The History of Gang Show

In 1931, Reader, a Rover Scout trying to make his mark in theatre in the USA and London, was asked to write a Scout-based variety show to raise money for a swimming pool at Downe Scout Camp (now a Scout Association National Activity Centre). Rehearsals began under Reader's direction on 25 May 1932, his 29th birthday.

Initially the show did not have a title, but during a rehearsal break, Reader recalled, he asked a cast member if everyone was ready, to which the response was "Aye, aye Skip, the gang's all here". The first production, The Gang's All Here, ran between 30 October and 1 November 1932 at the Scala Theatre in central London.

The show was not a sell-out but enough was raised to fund the swimming pool and the show was well received. Baden-Powell, the founder of scouting, persuaded Reader to produce another show in 1933. This was The Gang Comes Back and ran for a week.

Reader continued to write and produce the London Gang Show.

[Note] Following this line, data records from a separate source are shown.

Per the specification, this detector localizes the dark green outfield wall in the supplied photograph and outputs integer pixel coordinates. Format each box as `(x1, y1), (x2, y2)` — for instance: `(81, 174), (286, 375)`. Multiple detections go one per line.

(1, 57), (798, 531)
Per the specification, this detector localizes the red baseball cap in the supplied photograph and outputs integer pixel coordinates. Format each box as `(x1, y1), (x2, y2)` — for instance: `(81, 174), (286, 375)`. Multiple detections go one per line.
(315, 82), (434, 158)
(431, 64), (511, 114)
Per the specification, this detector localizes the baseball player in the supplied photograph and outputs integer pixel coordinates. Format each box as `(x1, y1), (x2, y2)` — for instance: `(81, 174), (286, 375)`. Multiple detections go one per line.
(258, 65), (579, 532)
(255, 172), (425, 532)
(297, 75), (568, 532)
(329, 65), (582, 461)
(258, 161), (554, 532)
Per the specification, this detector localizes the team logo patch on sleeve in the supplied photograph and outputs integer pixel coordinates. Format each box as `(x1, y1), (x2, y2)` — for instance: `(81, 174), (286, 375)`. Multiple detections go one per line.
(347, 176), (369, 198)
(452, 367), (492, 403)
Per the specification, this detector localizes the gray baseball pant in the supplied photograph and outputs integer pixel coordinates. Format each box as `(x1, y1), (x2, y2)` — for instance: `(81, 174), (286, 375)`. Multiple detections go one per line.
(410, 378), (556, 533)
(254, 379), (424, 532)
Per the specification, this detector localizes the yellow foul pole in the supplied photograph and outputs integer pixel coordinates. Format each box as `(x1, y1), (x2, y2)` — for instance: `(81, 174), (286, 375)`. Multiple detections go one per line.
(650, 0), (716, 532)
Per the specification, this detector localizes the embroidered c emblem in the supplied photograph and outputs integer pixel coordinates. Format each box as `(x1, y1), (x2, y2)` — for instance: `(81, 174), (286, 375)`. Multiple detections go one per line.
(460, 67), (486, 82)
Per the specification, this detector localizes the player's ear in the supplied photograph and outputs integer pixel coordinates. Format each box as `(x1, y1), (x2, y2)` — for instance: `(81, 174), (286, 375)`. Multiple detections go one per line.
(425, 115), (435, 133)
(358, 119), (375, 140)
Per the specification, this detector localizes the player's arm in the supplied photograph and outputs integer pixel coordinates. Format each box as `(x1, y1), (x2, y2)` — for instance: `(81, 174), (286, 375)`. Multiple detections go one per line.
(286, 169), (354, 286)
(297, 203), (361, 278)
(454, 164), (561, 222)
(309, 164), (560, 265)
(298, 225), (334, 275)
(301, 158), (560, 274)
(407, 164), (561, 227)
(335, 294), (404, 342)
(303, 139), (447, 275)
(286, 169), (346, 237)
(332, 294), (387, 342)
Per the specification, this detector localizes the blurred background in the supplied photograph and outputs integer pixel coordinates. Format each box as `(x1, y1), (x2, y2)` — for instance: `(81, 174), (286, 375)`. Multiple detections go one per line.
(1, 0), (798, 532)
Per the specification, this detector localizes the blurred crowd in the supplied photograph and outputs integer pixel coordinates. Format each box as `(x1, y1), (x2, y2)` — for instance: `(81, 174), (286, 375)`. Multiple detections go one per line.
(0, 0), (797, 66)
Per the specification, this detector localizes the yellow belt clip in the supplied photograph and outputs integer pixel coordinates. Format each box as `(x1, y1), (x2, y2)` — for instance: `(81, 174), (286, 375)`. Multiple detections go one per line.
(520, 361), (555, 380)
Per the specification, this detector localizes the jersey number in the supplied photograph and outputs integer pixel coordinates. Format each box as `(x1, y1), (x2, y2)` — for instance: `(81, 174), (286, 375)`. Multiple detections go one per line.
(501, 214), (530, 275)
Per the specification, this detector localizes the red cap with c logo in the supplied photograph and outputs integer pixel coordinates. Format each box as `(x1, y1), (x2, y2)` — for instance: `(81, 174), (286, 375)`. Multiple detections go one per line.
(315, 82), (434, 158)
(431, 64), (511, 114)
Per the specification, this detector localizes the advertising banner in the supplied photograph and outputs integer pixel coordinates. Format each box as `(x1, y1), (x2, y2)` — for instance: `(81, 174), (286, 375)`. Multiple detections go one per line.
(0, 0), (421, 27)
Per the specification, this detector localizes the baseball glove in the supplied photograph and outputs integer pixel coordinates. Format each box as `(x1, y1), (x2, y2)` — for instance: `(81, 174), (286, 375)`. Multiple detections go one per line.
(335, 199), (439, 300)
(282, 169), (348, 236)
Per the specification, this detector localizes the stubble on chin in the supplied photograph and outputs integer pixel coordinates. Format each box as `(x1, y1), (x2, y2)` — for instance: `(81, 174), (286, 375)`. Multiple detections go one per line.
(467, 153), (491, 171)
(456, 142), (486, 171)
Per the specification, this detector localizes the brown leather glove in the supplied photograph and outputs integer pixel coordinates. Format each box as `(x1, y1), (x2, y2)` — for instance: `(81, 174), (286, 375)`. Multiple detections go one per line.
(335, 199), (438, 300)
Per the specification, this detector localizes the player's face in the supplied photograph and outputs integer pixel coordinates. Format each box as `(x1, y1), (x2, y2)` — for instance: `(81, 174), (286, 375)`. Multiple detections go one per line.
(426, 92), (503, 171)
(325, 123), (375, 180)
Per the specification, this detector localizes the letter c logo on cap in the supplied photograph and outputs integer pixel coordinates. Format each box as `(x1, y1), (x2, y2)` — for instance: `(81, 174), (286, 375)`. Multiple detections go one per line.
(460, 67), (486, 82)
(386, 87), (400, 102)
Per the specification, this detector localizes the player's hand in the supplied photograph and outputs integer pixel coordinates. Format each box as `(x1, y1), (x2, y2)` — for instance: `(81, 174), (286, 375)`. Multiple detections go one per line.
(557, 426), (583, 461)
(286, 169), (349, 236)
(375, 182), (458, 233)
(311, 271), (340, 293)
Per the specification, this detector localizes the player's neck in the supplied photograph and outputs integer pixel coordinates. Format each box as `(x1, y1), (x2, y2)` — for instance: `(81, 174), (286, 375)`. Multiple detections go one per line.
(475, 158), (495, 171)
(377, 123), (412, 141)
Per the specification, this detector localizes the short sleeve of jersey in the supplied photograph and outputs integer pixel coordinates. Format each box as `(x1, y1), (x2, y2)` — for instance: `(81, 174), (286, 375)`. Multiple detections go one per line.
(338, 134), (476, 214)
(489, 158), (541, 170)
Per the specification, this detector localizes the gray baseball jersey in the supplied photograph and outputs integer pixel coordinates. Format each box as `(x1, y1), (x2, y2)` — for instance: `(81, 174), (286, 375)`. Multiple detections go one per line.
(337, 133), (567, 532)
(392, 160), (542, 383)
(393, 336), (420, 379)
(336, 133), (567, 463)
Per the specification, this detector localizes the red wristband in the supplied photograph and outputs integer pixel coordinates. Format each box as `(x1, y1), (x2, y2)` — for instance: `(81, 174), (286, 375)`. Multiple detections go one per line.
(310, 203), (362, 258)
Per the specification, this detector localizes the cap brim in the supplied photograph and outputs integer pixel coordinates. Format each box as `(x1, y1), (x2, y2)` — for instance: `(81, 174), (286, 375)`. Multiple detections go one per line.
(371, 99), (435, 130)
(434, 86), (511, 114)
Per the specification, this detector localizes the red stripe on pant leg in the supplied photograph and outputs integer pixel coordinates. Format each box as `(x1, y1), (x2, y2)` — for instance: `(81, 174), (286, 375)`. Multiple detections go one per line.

In 1934 the show became The Gang Show and Crest of a Wave was performed for the first time, becoming over the years the anthem.

In 1937 the London show became the first amateur production to have a Royal Command Performance (an honour repeated in 1957 and 1964). A feature film called The Gang Show, starring Ralph Reader and The Gang, premièred at the Lyceum Theatre, London in April the same year, and in New York in December 1938.